My reading list grows almost daily.  Reading is a form of relationship.  I’ve recklessly written to writers after finishing their books, convinced that they’d written it to me.  I’ve also read material that, when done, makes me regret the time spent.  Still, I don’t, I can’t give up.  Writing is a form of giving back.  The other day an editor who’d accepted one of my fictional stories wrote that she couldn’t stop reading it.  It doesn’t matter that the magazine doesn’t pay—I’ve received back already what I’d planned for all along.  A kind of relationship with a reader.  If WordPress is to be believed, there are some followers on this blog.  Most think I write too much, and some, perhaps, too little.  Writing, however, like reading, is the formation of relationships.
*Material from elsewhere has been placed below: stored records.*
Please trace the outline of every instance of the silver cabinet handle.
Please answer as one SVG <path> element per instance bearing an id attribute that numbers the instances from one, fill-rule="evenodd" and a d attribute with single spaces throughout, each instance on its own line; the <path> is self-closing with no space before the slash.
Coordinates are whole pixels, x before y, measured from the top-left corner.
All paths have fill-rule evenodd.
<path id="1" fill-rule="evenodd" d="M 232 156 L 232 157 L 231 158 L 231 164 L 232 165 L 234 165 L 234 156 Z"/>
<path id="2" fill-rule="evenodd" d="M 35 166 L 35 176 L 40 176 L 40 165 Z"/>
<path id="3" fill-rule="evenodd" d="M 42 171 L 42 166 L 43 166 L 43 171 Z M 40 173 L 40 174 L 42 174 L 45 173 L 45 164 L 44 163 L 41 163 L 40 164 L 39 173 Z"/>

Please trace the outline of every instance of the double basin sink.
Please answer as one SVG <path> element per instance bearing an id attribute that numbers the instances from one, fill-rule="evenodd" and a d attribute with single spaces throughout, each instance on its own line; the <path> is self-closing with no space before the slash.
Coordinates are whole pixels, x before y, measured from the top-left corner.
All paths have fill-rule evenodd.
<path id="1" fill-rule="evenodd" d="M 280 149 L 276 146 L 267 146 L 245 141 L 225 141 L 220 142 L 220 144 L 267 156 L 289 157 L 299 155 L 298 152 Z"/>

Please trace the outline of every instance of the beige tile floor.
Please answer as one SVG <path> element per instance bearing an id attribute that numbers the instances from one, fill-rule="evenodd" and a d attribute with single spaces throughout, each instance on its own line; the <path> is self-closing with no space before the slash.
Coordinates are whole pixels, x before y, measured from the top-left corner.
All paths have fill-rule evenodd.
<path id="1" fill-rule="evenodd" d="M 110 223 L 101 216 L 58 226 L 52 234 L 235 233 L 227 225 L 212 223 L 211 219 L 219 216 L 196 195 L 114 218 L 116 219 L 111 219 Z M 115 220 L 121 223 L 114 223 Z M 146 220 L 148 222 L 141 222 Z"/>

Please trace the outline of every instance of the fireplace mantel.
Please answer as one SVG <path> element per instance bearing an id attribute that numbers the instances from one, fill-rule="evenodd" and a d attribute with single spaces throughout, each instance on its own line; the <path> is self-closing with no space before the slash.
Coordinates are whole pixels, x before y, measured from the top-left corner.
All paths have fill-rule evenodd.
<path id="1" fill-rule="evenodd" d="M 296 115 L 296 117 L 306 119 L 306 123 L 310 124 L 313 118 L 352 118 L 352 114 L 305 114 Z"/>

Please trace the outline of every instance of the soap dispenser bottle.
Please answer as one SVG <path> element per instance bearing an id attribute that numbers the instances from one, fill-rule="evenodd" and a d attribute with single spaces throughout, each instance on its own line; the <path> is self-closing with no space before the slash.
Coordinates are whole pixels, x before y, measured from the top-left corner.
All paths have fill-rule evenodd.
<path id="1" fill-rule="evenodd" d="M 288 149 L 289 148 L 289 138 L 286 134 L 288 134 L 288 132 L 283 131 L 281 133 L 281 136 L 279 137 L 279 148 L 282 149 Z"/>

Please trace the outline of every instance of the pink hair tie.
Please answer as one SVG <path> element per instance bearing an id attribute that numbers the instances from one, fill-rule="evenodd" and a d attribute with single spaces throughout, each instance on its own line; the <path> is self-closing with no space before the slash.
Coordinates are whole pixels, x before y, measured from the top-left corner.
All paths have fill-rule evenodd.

Like relationships, reading takes time.  I carve out a spot for it daily but that doesn’t really make a dent in the growing reading list.  I can’t claim that it’s because I’m no longer a professor.  Except during the summer I read more now than I did when I was teaching (the professor’s life isn’t what most people think).  It is, I believe, that there are so many interesting ideas out there that one person simply doesn’t have time to think them all.  Reading and writing are a form of very slow conversation.  Of course, with technology the rest of life is speeding up.  Things seem now to happen instantly.  The world of books is slower, and the pace is far more sane.  I may never get through my list of books to read, but at least I have good conversation with those I don’t know, and that’s what really matters.

Victorian Nightmares

J. Sheridan Le Fanu isn’t exactly a household name, but as a writer from the same era (and perhaps same cloth) as Poe, he was known for his gothic imagination.  Since he was Irish his work never really took off in America as some other writers’ did, and he’s certainly not likely to be found on bookstore shelves because there’s not great demand.  I have a fondness for gothic literature and Le Fanu’s name had been on my list for some time.  At a used bookstore I found one of his books, and as I was checking out the clerk said “I was just checking in another of his books,” so I bought that one too.  (When you’re paying just two dollars a pop for books, it feels like virtue.)  The latter turned out to be In a Glass Darkly, which apart from its biblical title, contains five stories loosely linked by a narrative framework.  Poe wrote that short stories should be read in one sitting, but these tale venture into novelette territory, with some requiring considerable time to finish.

That having been said, the experience was enjoyable enough.  Each story is quite different and they range from the vampire classic “Camilla” to a foiled murder mystery and a canonical ghost story or two.  While better known across the Atlantic, several of Le Fanu’s stories have been translated to film, and he was regarded as one of the best ghost story writers of his era.  Perhaps because modern readers have been subjected to much more subtle foreshadowing, some of the tales are predictable to those on the lookout for twist endings.  The Room in the Dragon Volant, for example, suggests that the mysterious lady at the masquerade is indeed the narrator’s adulteress love interest, although the final twist is nicely wrought.

Probably the most well-known of the stories in the collection is “Camilla,” the account of what’s regarded today as a lesbian vampire.  The tale is well-crafted, but the credulity of the narrator is almost unbelievable as the pieces fall together and the puzzle picture still isn’t seen.  Nevertheless, it’s a creepy account that has captured the imagination of filmmakers through the years.  It took me long enough to finish the book that the earlier stories had faded by the time I’d reached the end, but the fault lies with me, not the author.  As a gothic fix each of the narratives serves quite well.  My other Le Fanu purchase was a much larger book, so it will take some time to achieve that goal.  In the meantime, I’ll look forward to discovering more Victorian nightmares as autumn wends its way forward.